The enclosed Policy incorporates suggestions from extensive campus, Laboratory, the Office of the President, and Academic Senate review and discussion. The Policy should be widely disseminated, particularly to faculty and other investigators engaged in health research using human subjects. Thank you for your advice and cooperation in developing this Policy.
University of California
Office of the President
June 4, 1993
POLICY ON GENDER AND ETHNICITY
REPRESENTATION IN HEALTH RESEARCH
It is the policy of the University of California that its health research as a whole, to the extent possible, be conducted so that the findings will be relevant to all persons at risk for the diseases, disorders, or conditions studied; and when possible and applicable, that minorities and women be included in studies of diseases, disorders, and conditions that disproportionately affect them.

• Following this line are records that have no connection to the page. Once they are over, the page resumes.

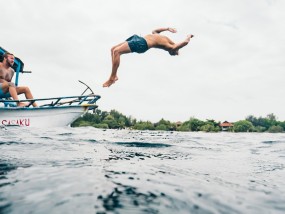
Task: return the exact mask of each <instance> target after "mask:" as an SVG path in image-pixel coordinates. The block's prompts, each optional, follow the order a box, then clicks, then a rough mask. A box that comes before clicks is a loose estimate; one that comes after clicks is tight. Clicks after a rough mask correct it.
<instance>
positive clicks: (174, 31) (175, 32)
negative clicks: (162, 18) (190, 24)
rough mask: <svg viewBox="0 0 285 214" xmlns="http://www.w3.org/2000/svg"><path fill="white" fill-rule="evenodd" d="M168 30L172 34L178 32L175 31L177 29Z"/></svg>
mask: <svg viewBox="0 0 285 214" xmlns="http://www.w3.org/2000/svg"><path fill="white" fill-rule="evenodd" d="M167 30H168V31H169V32H171V33H176V32H177V30H176V29H175V28H170V27H169V28H167Z"/></svg>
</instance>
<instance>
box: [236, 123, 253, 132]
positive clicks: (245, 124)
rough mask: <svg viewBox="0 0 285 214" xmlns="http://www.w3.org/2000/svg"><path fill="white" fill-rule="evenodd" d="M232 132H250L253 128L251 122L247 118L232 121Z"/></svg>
mask: <svg viewBox="0 0 285 214" xmlns="http://www.w3.org/2000/svg"><path fill="white" fill-rule="evenodd" d="M233 130H234V132H251V131H253V130H254V127H253V125H252V123H251V122H249V121H247V120H240V121H238V122H235V123H234V128H233Z"/></svg>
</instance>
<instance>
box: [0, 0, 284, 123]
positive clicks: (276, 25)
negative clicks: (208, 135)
mask: <svg viewBox="0 0 285 214" xmlns="http://www.w3.org/2000/svg"><path fill="white" fill-rule="evenodd" d="M0 3H1V5H4V4H5V5H6V6H5V7H3V9H2V11H1V17H2V22H1V34H0V39H1V44H0V46H1V47H3V48H5V49H7V50H9V51H11V52H13V53H14V54H16V56H18V57H20V58H21V59H22V60H23V61H24V63H25V67H26V69H27V70H32V71H33V74H32V75H23V76H22V79H21V82H20V83H22V84H25V85H29V86H30V87H31V89H32V90H33V93H34V95H35V97H41V96H44V97H48V96H61V95H73V94H79V93H80V92H81V91H80V90H81V89H82V86H81V85H80V84H78V83H77V80H78V79H80V80H83V81H85V82H86V83H88V84H89V85H90V86H93V88H94V90H95V91H97V93H99V94H101V95H102V99H101V100H100V101H99V102H98V104H99V107H100V108H101V109H103V110H110V109H117V110H119V111H121V112H122V113H124V114H126V115H132V116H133V117H136V118H138V119H143V120H153V121H156V120H159V119H160V118H162V117H164V118H165V119H169V120H173V121H175V120H181V121H183V120H187V119H189V117H190V116H196V117H198V118H201V119H207V118H212V119H216V120H229V121H234V120H238V119H243V118H244V117H245V116H247V115H249V114H254V115H256V116H265V115H266V114H268V113H275V114H276V115H277V116H278V117H279V119H281V120H285V117H284V115H285V110H284V108H283V106H284V101H283V99H282V97H283V96H284V92H285V85H284V84H283V79H284V67H285V62H284V59H283V58H284V56H283V55H284V51H285V43H284V38H285V35H284V34H285V32H284V27H283V26H284V20H285V15H284V12H283V10H282V8H284V6H285V3H284V1H281V0H275V1H274V0H272V1H270V0H253V1H246V0H241V1H235V0H218V1H210V0H202V1H193V0H192V1H189V0H178V1H174V0H165V1H162V0H157V1H151V0H146V1H133V0H132V1H131V0H124V1H115V0H107V1H91V0H86V1H79V0H72V1H70V0H69V1H67V0H60V1H56V0H42V1H37V0H26V1H20V0H12V1H5V2H4V1H3V0H0ZM163 26H167V27H168V26H173V27H176V28H177V30H178V33H177V34H171V33H167V34H166V35H168V36H170V37H171V38H173V40H174V41H180V40H182V39H184V38H185V36H186V35H187V34H189V33H193V34H195V37H194V38H193V40H192V41H191V43H190V44H189V45H188V46H187V47H185V48H184V49H182V50H181V55H180V56H178V57H170V56H169V55H168V53H167V52H163V51H161V50H150V51H149V52H147V53H145V54H142V55H140V54H128V55H124V56H122V59H121V66H120V68H119V71H118V75H119V78H120V79H119V81H118V82H117V83H116V84H115V85H113V86H112V87H110V88H108V89H103V88H102V87H101V85H102V83H103V82H104V81H105V80H106V79H107V78H108V76H109V75H110V71H111V57H110V48H111V47H112V46H113V45H116V44H117V43H119V42H122V41H123V40H125V39H126V38H127V37H129V36H130V35H132V34H134V33H136V34H141V35H144V34H147V33H150V32H151V30H152V29H153V28H156V27H163Z"/></svg>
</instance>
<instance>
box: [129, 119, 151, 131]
mask: <svg viewBox="0 0 285 214" xmlns="http://www.w3.org/2000/svg"><path fill="white" fill-rule="evenodd" d="M133 129H136V130H154V125H153V124H152V123H151V122H149V121H147V122H142V121H140V122H138V123H136V124H135V125H134V126H133Z"/></svg>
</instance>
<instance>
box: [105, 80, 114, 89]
mask: <svg viewBox="0 0 285 214" xmlns="http://www.w3.org/2000/svg"><path fill="white" fill-rule="evenodd" d="M115 81H116V80H111V79H109V80H108V81H107V82H105V83H104V84H103V87H104V88H105V87H110V86H111V85H113V84H114V83H115Z"/></svg>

This Policy applies to all clinical research studies, which include biomedical and behavioral studies of the etiology, epidemiology, prevention, diagnosis, or treatment of diseases, disorders, or conditions involving human subjects which are conducted, sponsored, or administered by the University of California.
The University of California also complies with the Federal Policy for the Protection of Human Subjects that governs selection of research subjects and with National Institutes of Health policy regarding gender and ethnic representation in research populations.
The University administers certain health research programs such as the Universitywide AIDS Research Program and the Tobacco-Related Disease Research Program. Proposals submitted to these Programs for research projects involving human subjects should contain a description of the proposed study population that includes information on its gender and ethnic composition, together with a rationale for the selection of this study population. Such a rationale might include, for example, the purposes of the research or consideration of the health of the subjects. Peer review panels for such special health research programs should consider the appropriateness of the composition of the research populations.
These University-administered health programs also are encouraged to provide opportunities for funding research projects relevant to diseases, disorders, or other health conditions of relevance to minorities and women.